Contrastive Language Image Pretraining (CLIP) received widespread attention since its learned representations can be transferred well to various downstream tasks. During CLIP training, the InfoNCE objective aims to align positive image-text pairs and separate negative ones. In this paper, we show a representation grouping effect during this process: the InfoNCE objective indirectly groups semantically similar representations together via randomly emerged within-modal anchors.

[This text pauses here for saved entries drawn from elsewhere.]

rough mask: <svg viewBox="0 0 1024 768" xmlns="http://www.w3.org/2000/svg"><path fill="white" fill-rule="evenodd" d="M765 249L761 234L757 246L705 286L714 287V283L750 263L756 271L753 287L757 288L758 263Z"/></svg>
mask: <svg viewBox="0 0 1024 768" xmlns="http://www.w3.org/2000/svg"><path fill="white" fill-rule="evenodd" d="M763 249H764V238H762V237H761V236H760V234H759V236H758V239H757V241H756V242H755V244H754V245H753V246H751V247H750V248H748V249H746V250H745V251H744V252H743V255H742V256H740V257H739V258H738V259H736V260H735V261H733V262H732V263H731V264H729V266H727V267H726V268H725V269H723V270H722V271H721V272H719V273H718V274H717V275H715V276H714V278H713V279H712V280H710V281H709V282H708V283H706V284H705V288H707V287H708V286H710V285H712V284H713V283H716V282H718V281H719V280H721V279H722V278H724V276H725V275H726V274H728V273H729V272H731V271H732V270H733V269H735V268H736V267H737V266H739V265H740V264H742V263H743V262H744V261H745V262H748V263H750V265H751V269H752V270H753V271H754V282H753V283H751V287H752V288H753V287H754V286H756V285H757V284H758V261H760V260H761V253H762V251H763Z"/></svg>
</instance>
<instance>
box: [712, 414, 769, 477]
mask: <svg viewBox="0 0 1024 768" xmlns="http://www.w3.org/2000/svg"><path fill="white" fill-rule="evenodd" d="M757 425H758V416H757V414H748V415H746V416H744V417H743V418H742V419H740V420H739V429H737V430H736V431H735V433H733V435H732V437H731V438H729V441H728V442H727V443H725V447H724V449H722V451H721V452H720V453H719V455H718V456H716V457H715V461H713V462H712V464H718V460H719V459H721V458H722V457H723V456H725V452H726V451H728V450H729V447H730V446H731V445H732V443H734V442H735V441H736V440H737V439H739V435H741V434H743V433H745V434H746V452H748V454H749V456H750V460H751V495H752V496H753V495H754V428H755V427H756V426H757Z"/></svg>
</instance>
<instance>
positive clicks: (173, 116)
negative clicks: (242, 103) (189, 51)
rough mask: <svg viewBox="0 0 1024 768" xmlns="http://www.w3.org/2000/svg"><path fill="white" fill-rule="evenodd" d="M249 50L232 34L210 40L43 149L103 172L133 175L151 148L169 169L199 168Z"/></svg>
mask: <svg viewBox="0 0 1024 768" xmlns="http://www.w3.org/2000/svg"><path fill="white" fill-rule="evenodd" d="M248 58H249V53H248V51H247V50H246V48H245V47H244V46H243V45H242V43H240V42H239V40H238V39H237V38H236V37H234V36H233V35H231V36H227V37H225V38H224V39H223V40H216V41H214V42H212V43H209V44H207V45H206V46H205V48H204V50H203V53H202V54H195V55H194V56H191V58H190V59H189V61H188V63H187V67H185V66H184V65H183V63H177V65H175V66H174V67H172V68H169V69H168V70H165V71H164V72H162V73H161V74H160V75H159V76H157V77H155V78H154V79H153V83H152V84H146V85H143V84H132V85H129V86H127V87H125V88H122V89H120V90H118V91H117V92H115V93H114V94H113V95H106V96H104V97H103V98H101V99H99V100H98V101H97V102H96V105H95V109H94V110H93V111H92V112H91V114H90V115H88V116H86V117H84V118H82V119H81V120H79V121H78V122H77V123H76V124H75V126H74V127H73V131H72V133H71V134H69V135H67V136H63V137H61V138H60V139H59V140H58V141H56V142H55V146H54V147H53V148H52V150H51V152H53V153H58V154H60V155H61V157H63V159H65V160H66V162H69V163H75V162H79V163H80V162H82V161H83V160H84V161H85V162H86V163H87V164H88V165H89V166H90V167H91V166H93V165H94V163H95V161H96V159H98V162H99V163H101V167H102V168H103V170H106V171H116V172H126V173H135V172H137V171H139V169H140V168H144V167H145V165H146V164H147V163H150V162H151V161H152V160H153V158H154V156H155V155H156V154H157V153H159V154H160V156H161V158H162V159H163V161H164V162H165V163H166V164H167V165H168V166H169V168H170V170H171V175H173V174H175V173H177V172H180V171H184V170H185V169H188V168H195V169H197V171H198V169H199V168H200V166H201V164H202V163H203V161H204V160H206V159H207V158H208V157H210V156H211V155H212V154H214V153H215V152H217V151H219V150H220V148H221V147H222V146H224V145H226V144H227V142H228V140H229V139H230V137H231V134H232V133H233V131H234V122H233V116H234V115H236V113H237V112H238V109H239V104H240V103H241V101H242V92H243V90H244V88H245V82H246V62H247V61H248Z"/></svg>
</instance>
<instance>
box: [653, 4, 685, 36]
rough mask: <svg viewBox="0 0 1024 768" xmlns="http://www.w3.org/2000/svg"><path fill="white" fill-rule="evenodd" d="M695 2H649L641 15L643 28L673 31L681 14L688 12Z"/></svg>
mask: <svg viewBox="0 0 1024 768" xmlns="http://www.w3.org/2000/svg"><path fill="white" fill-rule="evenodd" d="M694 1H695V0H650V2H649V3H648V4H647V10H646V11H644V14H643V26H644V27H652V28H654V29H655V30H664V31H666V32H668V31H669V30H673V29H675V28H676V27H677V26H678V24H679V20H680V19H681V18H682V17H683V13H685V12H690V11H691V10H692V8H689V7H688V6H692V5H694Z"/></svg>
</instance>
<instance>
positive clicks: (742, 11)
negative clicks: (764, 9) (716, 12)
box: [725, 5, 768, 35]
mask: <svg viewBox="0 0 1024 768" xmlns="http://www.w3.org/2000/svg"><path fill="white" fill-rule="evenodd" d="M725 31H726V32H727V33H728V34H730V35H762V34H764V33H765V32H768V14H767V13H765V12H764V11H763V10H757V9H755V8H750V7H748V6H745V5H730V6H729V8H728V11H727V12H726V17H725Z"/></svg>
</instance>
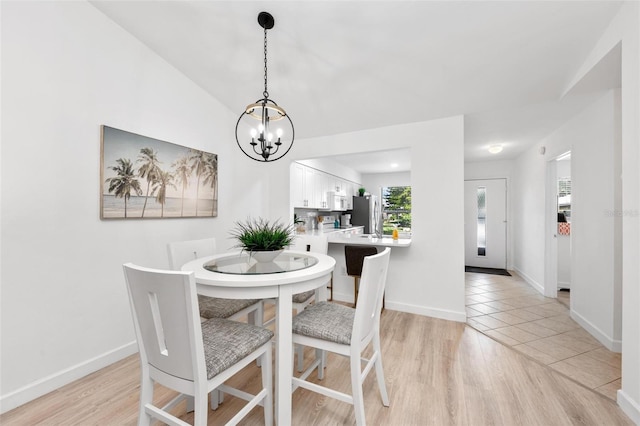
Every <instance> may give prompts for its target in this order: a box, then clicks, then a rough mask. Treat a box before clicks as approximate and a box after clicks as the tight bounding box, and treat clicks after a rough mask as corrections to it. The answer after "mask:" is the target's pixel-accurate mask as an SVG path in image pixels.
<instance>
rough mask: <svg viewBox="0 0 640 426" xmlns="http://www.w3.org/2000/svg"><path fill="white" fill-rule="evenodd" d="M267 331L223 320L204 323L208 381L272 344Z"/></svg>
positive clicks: (206, 359)
mask: <svg viewBox="0 0 640 426" xmlns="http://www.w3.org/2000/svg"><path fill="white" fill-rule="evenodd" d="M272 337H273V332H272V331H271V330H267V329H266V328H262V327H257V326H255V325H251V324H244V323H241V322H237V321H229V320H226V319H223V318H211V319H209V320H207V321H205V322H203V323H202V341H203V343H204V359H205V362H206V364H207V378H208V379H211V378H213V377H215V376H216V375H218V374H219V373H221V372H222V371H224V370H226V369H227V368H229V367H231V366H232V365H233V364H235V363H237V362H238V361H240V360H241V359H243V358H244V357H246V356H247V355H249V354H250V353H251V352H253V351H255V350H256V349H258V348H259V347H260V346H262V345H263V344H265V343H266V342H268V341H269V340H271V338H272Z"/></svg>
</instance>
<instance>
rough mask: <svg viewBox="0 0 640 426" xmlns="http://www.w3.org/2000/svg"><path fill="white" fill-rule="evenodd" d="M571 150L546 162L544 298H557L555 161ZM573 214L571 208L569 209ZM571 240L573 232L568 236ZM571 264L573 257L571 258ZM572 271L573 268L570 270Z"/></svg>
mask: <svg viewBox="0 0 640 426" xmlns="http://www.w3.org/2000/svg"><path fill="white" fill-rule="evenodd" d="M570 152H571V150H570V149H569V150H568V151H566V152H563V153H561V154H559V155H556V156H555V157H553V158H551V159H549V160H547V163H546V172H545V176H546V182H545V197H544V198H545V209H544V211H545V220H544V223H545V225H544V228H545V238H544V250H545V256H544V266H545V267H544V286H543V294H544V296H545V297H553V298H554V299H555V298H557V297H558V199H557V196H558V187H557V185H558V182H557V181H558V166H557V160H558V158H560V157H564V156H565V155H567V154H568V153H570ZM571 209H572V212H571V213H572V214H573V206H572V207H571ZM569 238H573V232H572V233H571V235H570V236H569ZM571 262H572V263H573V257H572V258H571ZM571 269H572V270H573V266H572V268H571Z"/></svg>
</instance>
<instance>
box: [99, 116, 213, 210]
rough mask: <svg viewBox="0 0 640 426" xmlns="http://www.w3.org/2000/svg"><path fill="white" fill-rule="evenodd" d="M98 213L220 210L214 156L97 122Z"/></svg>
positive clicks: (205, 153) (191, 148) (171, 143)
mask: <svg viewBox="0 0 640 426" xmlns="http://www.w3.org/2000/svg"><path fill="white" fill-rule="evenodd" d="M100 154H101V155H100V157H101V167H100V191H101V192H100V218H101V219H153V218H155V219H158V218H187V217H216V216H218V156H217V155H216V154H212V153H210V152H205V151H200V150H197V149H192V148H187V147H184V146H181V145H176V144H174V143H171V142H165V141H161V140H158V139H153V138H150V137H147V136H141V135H137V134H135V133H130V132H126V131H124V130H119V129H115V128H113V127H109V126H104V125H103V126H101V152H100Z"/></svg>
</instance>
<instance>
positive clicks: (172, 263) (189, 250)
mask: <svg viewBox="0 0 640 426" xmlns="http://www.w3.org/2000/svg"><path fill="white" fill-rule="evenodd" d="M167 251H168V253H169V267H170V268H171V269H173V270H174V271H178V270H180V267H181V266H182V265H184V264H185V263H187V262H190V261H192V260H194V259H197V258H199V257H204V256H213V255H214V254H216V239H215V238H204V239H202V240H190V241H176V242H173V243H169V244H167Z"/></svg>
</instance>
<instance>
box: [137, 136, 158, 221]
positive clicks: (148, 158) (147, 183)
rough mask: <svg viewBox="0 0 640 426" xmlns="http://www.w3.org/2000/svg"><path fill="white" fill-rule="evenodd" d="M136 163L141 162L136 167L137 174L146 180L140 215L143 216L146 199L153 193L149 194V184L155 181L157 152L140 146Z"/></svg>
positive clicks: (155, 174)
mask: <svg viewBox="0 0 640 426" xmlns="http://www.w3.org/2000/svg"><path fill="white" fill-rule="evenodd" d="M136 163H142V164H141V165H140V167H139V168H138V175H139V176H140V177H141V178H143V179H146V180H147V194H146V195H145V198H144V205H143V206H142V216H141V217H144V210H145V209H146V208H147V200H148V199H149V195H153V192H151V194H149V191H150V189H151V184H152V183H153V182H154V181H155V179H156V175H157V173H158V170H159V167H160V161H158V153H157V152H155V151H154V150H153V149H151V148H142V149H141V150H140V155H138V159H137V160H136Z"/></svg>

We introduce Prototypical Contrastive Language Image Pretraining (ProtoCLIP) to enhance such grouping by boosting its efficiency and increasing its robustness against modality gap. Specifically, ProtoCLIP sets up prototype-level discrimination between image and text spaces, which efficiently transfers higher-level structural knowledge. We further propose Prototypical Back Translation (PBT) to decouple representation grouping from representation alignment, resulting in effective learning of meaningful representations under large modality gap. PBT also enables us to introduce additional external teachers with richer prior knowledge. ProtoCLIP is trained with an online episodic training strategy, which makes it can be scaled up to unlimited amounts of data. Combining the above novel designs, we train our ProtoCLIP on Conceptual Captions and achieved an +5.81% ImageNet linear probing improvement and an +2.01% ImageNet zero-shot classification improvement.